Furthermore, the dilemma that dominated that era – is it possible to support the regime if it’s doing something positive? – now appears rather naive. Now we are facing another ethical challenge that’s a sight more difficult. Some time ago, immediately after November’s terrorist attacks in Paris, and even before Russia started bombing the hell out of anything that moved in Syria, independent journalists in Russia (yours truly, among their number) suggested that henceforth, we should refer to ISIS using the term “Daesh,” which some of our Western colleagues had already started doing.

Daesh

We’re all familiar with the arguments in favour: Daesh is the Arabic acronym of the same name ISIS, but also makes it possible to avoid associating the terrorists with Islam or statehood; moreover, it sounds like a word they find offensive, so much so that you risk having your tongue cut off if you utter it in eastern Syria or northern Iraq. It was French politicians who first starting using it – over a year ago now, in September 2014 – with the governments of Australia and the UK following suit.

But the BBC, for one, has publicly expressed its opposition to this word. The main argument against its use has been well articulated by FT editor Roula Khalaf (http://blogs.ft.com/the-world/2015/12/why-the-ft-uses-the-term-isis/): people have already become accustomed to one particular word, and that word is ISIS, so why change it?
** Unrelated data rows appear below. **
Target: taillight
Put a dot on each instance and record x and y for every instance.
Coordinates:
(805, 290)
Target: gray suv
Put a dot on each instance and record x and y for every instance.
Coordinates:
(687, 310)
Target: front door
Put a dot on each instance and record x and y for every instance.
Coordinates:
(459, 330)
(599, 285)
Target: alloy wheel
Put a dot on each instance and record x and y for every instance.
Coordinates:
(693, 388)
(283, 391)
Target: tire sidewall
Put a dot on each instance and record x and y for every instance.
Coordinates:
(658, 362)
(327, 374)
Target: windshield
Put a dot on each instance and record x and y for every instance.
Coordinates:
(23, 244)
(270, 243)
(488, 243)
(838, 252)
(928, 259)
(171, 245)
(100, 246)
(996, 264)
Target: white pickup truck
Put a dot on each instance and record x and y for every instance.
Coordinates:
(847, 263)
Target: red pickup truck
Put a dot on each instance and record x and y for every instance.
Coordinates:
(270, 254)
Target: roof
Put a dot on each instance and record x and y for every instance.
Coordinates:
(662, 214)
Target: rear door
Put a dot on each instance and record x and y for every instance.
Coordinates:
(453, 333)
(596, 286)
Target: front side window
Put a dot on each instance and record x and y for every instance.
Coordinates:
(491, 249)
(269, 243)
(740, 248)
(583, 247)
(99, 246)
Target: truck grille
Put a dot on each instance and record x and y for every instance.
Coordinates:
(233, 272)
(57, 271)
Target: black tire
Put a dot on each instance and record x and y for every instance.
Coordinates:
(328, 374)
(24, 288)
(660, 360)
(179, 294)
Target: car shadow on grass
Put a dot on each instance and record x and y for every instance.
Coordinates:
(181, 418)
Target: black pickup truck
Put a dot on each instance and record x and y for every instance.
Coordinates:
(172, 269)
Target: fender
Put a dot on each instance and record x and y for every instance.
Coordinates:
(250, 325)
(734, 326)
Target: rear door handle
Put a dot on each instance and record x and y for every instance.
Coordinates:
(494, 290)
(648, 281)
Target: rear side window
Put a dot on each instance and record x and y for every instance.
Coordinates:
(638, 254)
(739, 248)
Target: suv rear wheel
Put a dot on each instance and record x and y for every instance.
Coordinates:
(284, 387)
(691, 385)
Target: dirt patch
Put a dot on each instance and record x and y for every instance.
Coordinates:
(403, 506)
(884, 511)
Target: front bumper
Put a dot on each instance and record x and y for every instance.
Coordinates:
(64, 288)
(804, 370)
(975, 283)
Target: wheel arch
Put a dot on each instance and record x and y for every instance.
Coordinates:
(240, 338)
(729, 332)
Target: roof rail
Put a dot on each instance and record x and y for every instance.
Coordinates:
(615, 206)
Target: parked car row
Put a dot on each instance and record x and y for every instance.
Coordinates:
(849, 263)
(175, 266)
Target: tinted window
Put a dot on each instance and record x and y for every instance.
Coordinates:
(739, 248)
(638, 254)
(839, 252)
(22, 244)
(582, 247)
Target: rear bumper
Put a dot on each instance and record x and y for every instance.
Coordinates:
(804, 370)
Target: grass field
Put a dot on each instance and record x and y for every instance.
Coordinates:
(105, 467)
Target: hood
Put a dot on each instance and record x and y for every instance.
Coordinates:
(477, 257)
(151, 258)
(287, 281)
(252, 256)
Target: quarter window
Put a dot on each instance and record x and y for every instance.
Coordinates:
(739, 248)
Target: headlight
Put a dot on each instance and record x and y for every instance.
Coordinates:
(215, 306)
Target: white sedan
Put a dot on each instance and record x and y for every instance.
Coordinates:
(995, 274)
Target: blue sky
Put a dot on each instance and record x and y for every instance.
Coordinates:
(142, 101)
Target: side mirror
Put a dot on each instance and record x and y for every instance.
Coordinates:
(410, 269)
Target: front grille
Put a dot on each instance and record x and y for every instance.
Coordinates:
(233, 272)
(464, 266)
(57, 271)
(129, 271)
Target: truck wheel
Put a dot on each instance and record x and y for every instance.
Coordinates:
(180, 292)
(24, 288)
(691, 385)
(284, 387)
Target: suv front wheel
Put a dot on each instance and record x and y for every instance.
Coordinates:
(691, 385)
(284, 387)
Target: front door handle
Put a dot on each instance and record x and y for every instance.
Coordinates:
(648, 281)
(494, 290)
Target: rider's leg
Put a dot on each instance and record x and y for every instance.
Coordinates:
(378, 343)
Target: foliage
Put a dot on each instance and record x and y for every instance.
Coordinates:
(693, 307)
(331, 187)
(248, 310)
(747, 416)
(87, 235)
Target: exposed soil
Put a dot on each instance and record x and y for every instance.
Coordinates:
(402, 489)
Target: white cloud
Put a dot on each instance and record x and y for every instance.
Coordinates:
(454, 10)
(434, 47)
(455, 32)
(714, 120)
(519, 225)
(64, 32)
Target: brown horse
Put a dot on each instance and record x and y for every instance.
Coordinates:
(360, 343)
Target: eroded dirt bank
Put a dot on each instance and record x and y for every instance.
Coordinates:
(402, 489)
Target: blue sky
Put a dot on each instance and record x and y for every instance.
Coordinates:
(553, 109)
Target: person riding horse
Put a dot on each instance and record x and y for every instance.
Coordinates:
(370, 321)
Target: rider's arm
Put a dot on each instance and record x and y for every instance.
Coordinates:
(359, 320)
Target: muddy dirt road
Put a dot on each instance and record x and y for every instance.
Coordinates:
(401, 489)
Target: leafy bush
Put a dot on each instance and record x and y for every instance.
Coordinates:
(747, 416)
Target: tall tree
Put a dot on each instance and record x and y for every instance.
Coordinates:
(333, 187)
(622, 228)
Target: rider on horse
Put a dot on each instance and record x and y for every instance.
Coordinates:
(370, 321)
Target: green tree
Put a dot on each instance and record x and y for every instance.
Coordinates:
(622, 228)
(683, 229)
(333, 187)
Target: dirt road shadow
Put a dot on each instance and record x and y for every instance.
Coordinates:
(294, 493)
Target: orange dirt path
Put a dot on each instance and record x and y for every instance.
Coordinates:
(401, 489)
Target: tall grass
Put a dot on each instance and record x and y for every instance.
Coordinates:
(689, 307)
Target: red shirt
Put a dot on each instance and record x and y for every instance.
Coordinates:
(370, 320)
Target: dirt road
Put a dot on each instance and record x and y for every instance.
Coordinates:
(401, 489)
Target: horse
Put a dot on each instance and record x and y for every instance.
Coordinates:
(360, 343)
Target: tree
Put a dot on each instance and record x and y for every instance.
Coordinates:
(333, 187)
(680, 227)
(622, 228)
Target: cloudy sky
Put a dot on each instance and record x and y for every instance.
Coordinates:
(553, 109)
Furthermore, would this obsessive attention to semantics not imply that the terrorists have reached such a level of evil that we’re afraid to call them by name, like Lord Voldemort in Harry Potter?

It could be that the debate won’t die down even after the complete destruction of ISIS/Daesh

In short, there’s no single solution to this issue. Some are for, some against, and that’s fine. It could be that the debate won’t die down even after the complete destruction of ISIS/Daesh, with historians taking over from politicians. But that’s a potential scenario in the West; here’s what’s happened in Russia in the meantime.

And in Russia …

Late last year, the popular conservative commentator (and senior Kremlin media official) Dmitry Kiselev “suggested” live on air that ISIS be referred to as “Daesh” – at the request, he said, of Islamic clergy. The word “suggested” is in quotation marks because, as it transpired, all state media in Russia were instructed the very next day to switch to the new term. All state agencies, newspapers, magazines, radio stations and websites (as well as their formally independent, but pro-Kremlin, counterparts) stood to attention, said “Siryessir!” – and promptly did as they were told. Some, it’s true, softened the transition by writing “ISIS (‘Daesh’ in Arabic),” but that’s unlikely to be the case for long.

The word has literally burst into the Russian language. According to Google Trends, if in November the ISIS/Daesh ratio was 100:1, it had plummeted to 3:1 by the very next month, with “Daesh” set to overtake “ISIS” early this year. Independent media outlets have mostly continued using the words “IS” or “ISIS,” but, according to the Levada Centre, their total audience comprises no more than 10 percent of the population. Which isn’t enough to keep the new word in check.

Besides, “keeping it in check” isn’t even strictly necessary. The idea of using ​​the word “Daesh” may be controversial, but there’s nothing “infernal” about it. If the switchover had been proposed by someone other than a Kremlin agitator, many so-called “liberal” media outlets may have made the same decision themselves. Now, though, this is unlikely. Despite having proposed switching to “Daesh” a few weeks prior to Kiselev’s “suggestion,” I’ve continued using “ISIS” in both professional and personal contexts. Such is my existential tragedy.

The problem isn’t even that a reasonable-enough idea was communicated and rigidly enforced via a military-style order (though there’s nothing good about that either); the problem is that the Kremlin believes it can control not only the news, but the Russian language itself. A belief which, it must be said, is not entirely unfounded.

“Myself and Others” on Soviet TV
“Myself and Others” on Soviet TV

Language control

The campaign in eastern Ukraine enjoyed such extensive support in Russia – and this, I think, hasn’t been fully communicated to people in the West – because the mythology of the Second World War, sacrosanct for Soviet and post-Soviet generations alike, had been reanimated through linguistic means. Ukrainian soldiers were branded “fascists” and “punitive expeditioners” – and not merely in journalistic columns but also by newscasters on the country’s main TV channels. Meanwhile, the militants who opposed them were loftily dubbed “militiamen” – a word that harks back not only to the Second World War-era guerrillas who fought against Hitler, but also to the war with Napoleon, and even to the Polish-Russian war of 400 years ago. Independent media correctly called them “separatists,” but everything suggests that they were vanquished in this linguistic battle.

The Kremlin now believes that it’s not just laws it can abolish and introduce, but words as well

The Kremlin has started getting a taste for this kind of thing, and now believes that it’s not just laws it can abolish and introduce, but words as well. The “Daesh” affair is just one example. But I have an even better idea for them. There was a popular documentary back in the USSR called Myself and Others, which explored the malleability of human perception under societal pressure. For example, at the request of the experiment organiser, a group of young Soviets referred to two little pyramids – one black and one white – as white. Upon which a majority not involved in the experiment promptly followed suit.